Страница: 9/12
Далее Михайловский выделяет две формы: автоматическое подражание и автоматическое повиновение, разница между которыми сводится к различию в степени подавленности сознания. Повинующийся автомат способен воспринимать приказание, которое до сознания автомата подражающего не доходит. Так как разница здесь только в степени, то одна форма может переходить в другую, при благоприятных для этого условиях.
В девятой части своей работы Михайловский решает показать богатство средних веков на нравственные эпидемии, и в количественном, и в качественном отношениях.
“В средние века ни одна странность, как бы она ни была нелепа, ни один почин, как бы он ни был фантастичен, не оставались без более или менее значительного числа подражателей, так что история вынуждена была занести соответственные события на свои страницы. Авантюрист, чудак, больной, выскочка тотчас становился героем. Около него тотчас же группировалась толпа и, глядя на него, плясала или молилась, убивала людей или самобичевалась, предавалась посту и всяческому воздержанию или, напротив, крайней разнузданности страстей.”[10]
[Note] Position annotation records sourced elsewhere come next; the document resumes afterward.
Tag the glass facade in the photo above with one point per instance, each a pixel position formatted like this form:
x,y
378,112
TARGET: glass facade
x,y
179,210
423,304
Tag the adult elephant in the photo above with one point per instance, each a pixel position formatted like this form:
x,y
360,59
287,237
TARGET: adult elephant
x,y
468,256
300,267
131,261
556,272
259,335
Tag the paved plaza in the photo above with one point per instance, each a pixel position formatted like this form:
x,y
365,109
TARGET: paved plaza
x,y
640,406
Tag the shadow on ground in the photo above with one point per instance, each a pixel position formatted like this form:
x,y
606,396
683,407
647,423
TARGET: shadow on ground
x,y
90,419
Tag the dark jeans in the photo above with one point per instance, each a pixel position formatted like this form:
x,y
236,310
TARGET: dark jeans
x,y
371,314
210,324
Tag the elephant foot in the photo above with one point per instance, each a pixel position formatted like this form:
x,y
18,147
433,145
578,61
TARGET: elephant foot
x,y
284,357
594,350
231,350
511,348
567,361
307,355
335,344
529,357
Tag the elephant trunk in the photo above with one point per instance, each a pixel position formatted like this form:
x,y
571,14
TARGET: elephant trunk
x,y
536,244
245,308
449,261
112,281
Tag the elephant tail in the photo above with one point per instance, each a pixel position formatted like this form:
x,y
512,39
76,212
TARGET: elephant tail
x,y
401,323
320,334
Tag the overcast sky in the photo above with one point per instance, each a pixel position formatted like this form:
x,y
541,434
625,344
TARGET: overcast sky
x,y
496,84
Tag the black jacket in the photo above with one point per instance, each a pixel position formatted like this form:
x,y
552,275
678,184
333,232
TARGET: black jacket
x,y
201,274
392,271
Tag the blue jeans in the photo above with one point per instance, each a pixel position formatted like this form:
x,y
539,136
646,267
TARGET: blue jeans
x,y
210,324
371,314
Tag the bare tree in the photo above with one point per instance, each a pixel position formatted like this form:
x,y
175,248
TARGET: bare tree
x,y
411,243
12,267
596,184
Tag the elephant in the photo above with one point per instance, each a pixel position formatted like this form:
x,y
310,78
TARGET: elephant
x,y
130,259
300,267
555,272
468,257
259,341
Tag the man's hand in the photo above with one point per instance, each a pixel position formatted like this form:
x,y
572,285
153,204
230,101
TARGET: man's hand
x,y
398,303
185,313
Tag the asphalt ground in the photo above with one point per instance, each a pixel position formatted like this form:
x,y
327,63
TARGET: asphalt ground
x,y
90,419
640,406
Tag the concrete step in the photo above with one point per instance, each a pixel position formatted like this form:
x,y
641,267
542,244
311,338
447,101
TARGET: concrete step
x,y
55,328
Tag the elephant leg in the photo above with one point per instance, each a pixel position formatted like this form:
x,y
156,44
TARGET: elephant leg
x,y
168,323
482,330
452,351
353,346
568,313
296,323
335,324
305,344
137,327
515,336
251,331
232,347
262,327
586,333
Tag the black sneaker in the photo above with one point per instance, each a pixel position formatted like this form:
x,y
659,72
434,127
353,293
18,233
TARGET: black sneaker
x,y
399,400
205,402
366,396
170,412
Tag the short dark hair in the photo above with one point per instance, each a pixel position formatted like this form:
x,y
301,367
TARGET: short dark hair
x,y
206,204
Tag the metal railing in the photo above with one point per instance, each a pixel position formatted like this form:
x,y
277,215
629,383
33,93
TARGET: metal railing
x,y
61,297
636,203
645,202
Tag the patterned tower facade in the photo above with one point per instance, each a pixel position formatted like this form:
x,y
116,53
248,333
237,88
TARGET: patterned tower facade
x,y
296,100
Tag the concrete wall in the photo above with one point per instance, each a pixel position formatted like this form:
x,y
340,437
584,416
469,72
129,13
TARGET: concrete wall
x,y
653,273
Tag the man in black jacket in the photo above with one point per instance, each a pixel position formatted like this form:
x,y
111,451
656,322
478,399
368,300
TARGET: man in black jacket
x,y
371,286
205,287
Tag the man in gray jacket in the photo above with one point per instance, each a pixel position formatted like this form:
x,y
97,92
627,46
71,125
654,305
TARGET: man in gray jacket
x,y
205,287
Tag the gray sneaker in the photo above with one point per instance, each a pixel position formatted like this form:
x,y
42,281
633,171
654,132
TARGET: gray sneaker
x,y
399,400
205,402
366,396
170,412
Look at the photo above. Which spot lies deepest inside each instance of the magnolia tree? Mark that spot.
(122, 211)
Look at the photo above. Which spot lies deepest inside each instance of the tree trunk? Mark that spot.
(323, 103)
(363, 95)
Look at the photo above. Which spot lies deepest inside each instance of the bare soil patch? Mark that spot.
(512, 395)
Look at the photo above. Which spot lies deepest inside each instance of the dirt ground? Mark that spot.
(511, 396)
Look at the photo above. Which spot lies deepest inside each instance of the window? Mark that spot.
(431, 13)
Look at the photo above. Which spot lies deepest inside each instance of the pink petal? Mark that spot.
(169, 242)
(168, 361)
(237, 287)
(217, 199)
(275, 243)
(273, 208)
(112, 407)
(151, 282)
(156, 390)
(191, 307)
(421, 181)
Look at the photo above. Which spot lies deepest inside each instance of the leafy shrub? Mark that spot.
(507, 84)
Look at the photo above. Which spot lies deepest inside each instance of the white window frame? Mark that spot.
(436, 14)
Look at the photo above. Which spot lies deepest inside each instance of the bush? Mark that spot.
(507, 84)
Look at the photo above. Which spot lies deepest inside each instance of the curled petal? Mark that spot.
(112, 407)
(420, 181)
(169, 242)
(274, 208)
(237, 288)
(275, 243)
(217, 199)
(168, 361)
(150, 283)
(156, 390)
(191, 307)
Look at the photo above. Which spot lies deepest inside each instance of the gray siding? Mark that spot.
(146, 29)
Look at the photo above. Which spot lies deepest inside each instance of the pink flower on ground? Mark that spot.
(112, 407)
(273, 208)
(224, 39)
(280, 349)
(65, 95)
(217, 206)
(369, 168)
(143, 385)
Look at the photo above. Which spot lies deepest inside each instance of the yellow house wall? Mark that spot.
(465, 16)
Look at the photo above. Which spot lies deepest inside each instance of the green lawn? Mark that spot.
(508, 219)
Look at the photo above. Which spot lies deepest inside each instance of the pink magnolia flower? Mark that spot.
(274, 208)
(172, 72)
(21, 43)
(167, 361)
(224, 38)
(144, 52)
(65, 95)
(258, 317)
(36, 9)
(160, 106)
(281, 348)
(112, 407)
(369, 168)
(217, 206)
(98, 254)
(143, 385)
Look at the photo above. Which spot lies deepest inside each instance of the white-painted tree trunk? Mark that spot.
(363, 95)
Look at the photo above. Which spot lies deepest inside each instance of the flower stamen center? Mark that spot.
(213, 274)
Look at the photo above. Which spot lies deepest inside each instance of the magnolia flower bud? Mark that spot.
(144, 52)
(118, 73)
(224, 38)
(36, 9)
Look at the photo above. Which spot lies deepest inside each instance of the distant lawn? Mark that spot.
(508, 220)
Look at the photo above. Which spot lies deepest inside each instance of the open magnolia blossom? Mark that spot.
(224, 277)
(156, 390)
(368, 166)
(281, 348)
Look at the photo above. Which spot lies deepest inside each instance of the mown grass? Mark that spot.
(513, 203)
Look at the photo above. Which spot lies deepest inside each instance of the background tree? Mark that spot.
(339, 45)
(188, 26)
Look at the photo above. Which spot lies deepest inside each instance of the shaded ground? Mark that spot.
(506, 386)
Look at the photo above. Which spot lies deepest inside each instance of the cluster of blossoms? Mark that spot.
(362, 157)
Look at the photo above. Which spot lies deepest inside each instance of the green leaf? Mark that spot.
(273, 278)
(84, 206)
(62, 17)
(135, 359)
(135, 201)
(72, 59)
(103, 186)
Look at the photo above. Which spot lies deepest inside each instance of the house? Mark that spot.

“Близко к истине стоит Мишле в главе «Отчего средние века пришли в отчаяние» в известной книге: «В течение целых десяти столетий тоска, неизвестная прежним временам, держала средние века в состоянии не то бодрствования, не то сна, и над людьми господствовала конвульсия скуки, называемая зевотой. Пусть неустанный колокол звонит в привычные часы — люди зевают; пусть тянется старое латинское пение в нос — люди зевают. Все предвидено, надеяться не на что, дела будут идти все так же. Несомненная скука завтрашнего дня заставляет зевать уже сегодня, и перспектива будущих дней, годов скуки ложится тяжелым
Сами гордые бароны, гнездившиеся в замках с высокими стенами и глубокими рвами, выезжавшие оттуда только для грабежа и турниров и опять прятавшиеся за свои стены, были обречены на ту же истому однообразия, а их жены и подавно. Вообще, всякая личная жизнь, отлившись в однообразные, узкие формы, замерла.
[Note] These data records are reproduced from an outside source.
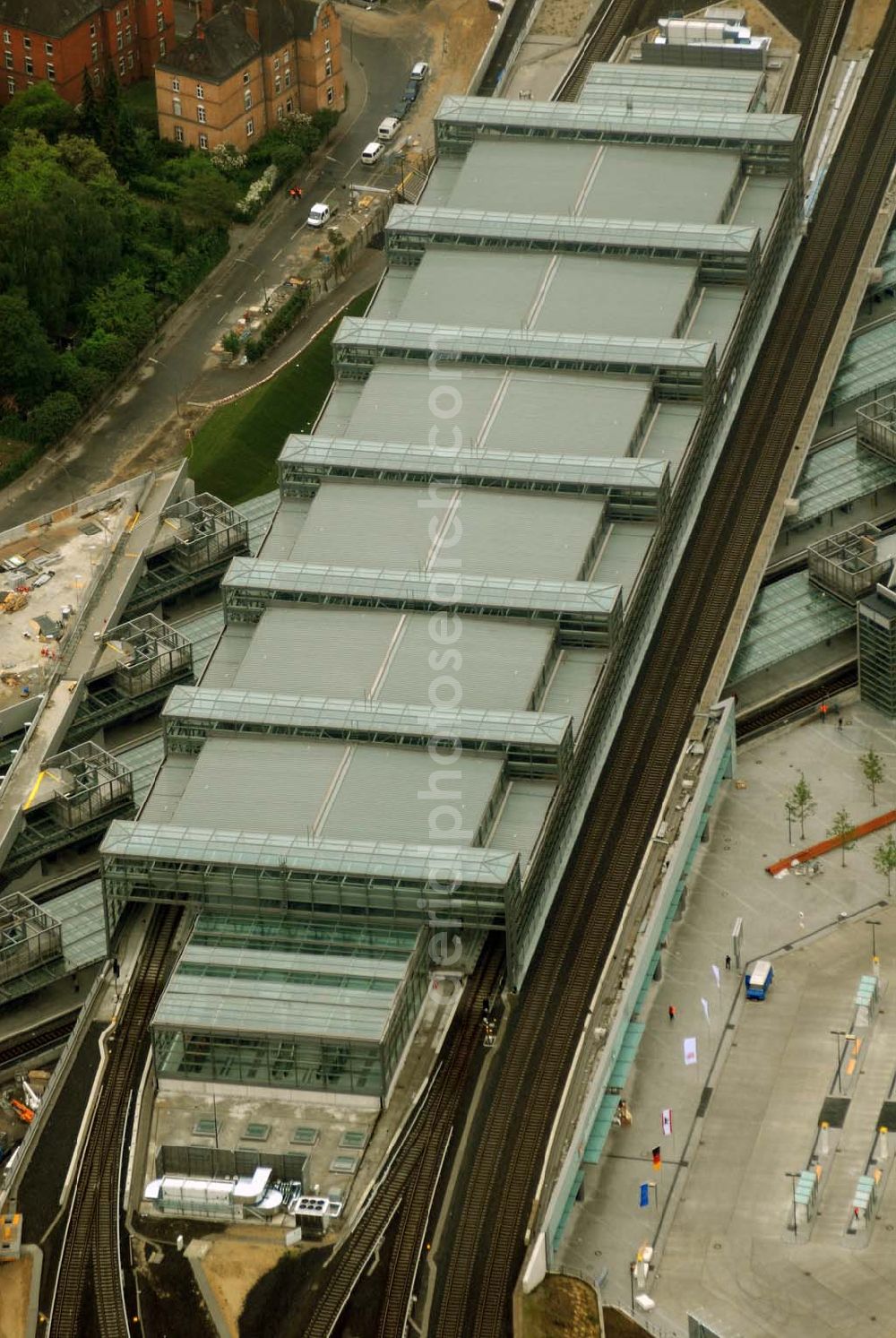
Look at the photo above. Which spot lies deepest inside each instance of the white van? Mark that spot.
(320, 216)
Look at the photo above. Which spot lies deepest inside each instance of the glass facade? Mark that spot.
(290, 1004)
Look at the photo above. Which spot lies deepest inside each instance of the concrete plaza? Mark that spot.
(748, 1112)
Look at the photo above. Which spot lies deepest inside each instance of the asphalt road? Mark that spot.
(171, 372)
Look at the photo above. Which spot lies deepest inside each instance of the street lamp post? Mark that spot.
(874, 938)
(793, 1177)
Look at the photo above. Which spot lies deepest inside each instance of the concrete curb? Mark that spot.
(195, 1253)
(34, 1291)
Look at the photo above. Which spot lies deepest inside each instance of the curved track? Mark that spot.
(26, 1047)
(409, 1180)
(90, 1259)
(504, 1152)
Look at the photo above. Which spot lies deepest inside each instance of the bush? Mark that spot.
(54, 418)
(111, 353)
(86, 383)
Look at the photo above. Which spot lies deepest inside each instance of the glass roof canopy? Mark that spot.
(580, 607)
(308, 459)
(384, 862)
(722, 250)
(682, 368)
(768, 138)
(344, 717)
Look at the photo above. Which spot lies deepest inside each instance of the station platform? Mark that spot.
(746, 1113)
Но Мишле находит еще другую причину, «отчего средние века пришли в отчаяние»: необеспеченность личности. Несмотря на неподвижность форм, в которые отлилась средневековая личная жизнь, всякий свободный человек мог оказаться вассалом, вассал — слугой, слуга — рабом, сервом. Фактически это, конечно, верно, но едва ли справедливо переносить теперешнюю европейскую жажду личной свободы на средневековые нравы. Без сомнения, и тогда были люди, считавшие личную свободу благом и гнушавшиеся всякого рода зависимостью. Но отнюдь не таково было общее правило. Вообще говоря, средневековой человек не тяготился зависимостью”
«Установление феодального порядка не встретило сопротивления со стороны массы народа .Почему же не восставали низшие классы против этой сполиации, когда на их стороне было численное превосходство, когда дело происходило в бурную, военную эпоху, в которую люди, имея вечно дело с мечом, могли не дорожить своей жизнью? Но в том-то и дело, что тогдашние люди представляли более примеров бессилия, нежели храбрости . Сознание собственного достоинства было развито в самой незначительной степени, и слабый беспрестанно унижался, раболепствовал перед сильным, говорил тоном раба: "Это были, как выразился один писатель, рабские души, развитые неблагоприятной судьбой"»
Однако «низшие классы» не раз восставали в средние века, как грозная буря, когда предел упругости человеческой души бывал, наконец, превзойден, когда гнет и насилие поднимались свыше всякой меры терпения. И с течением времени вся вавилонская башня средневековой иерархии была подкопана и, наконец, рухнула со страшным громом. Что же касается форм и результатов борьбы, то и они носили на себе неизгладимую печать средневековья в его наиболее типических чертах — повиновения и подражания. Мы можем, кажется, теперь с уверенностью сказать, что так и должно было быть ввиду однообразия скудости и постоянства впечатлений средневекового человека.
Но вот поднимается настоящее народное восстание, грозящее, кажется, перевернуть вверх дном все общество. Вот, например, восстают во Франции XIV века десятки тысяч крестьян. Измученные, голодные, избитые, мужья, отцы и братья опозоренных жен, дочерей, сестер, они додумались, наконец, что они такие же люди, как и бароны: Они грабили и разоряли замки феодалов, избивали их самих, их семьи. Разгром был страшный. Но, как рассказывает летописец (Фруассар), «когда их спрашивали, зачем они так поступают, они отвечали, что не знают, а делают так, как другие и думают, что надо таким образом истребить всех дворян на свете». Этот пример чрезвычайно типичен, для средневековых массовых движений, когда характерно было отсутствие выдержки, плана, цели, направления и то преобладание повиновения и подражания, которые так ясно выразились в жакерии XIV столетия.